Not sure what I think about Canada. The people are friendly and the prices of things OK, but its vastness and desolateness makes it only suitable for a certain kind of person I guess – suspect that’s why most of its population just live in a few cities mainly on the East coast. Also the wild life seems to be in hiding as far as I’m concerned. Just one moose today! I also wonder if it’s a bit over hyped for you see people casually cycling around miles from anywhere without a care in the World?

Tomorrow we chug towards Alaska – again. 400 miles to Haines Junction: Oh, by the way, I’m currently in the Yukon at Watson Lake and riding through the Yukon all tomorrow. By tomorrow night we’ll have done nearly 3000 miles and be quite near the half way point which, frankly, I’m looking forward to. The jury’s still out as to whether I’ll do the Dalton Highway to Prudhoe Bay. I’ll more or less definitely do the first 250 miles of it to Wiseman but after that its 250 miles of packed dirt road!

Indeed the roads are surprisingly good over here – please touch wood for me. A couple of guys were here 3 years ago and both are surprised how much new road has been laid. Let’s hope it continues.
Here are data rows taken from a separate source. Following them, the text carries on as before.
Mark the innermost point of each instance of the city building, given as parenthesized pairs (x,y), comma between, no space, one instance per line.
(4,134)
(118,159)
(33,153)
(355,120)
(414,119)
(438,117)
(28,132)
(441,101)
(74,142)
I’m staying in weird place tonight, ‘The Airforce Lodge’, which is the last remaining one of its type. It’s a prefabricated building designed to house American transit pilots who flew new American war planes to Fairbanks where they gave them to Russian pilots who flew them on to Russia and used them to fight the Germans in WW2. Apparently there were thousands of these lodges the caretaker said – this one has been completely refurbished. Quite an irony that the caretaker is a good German from Hannover!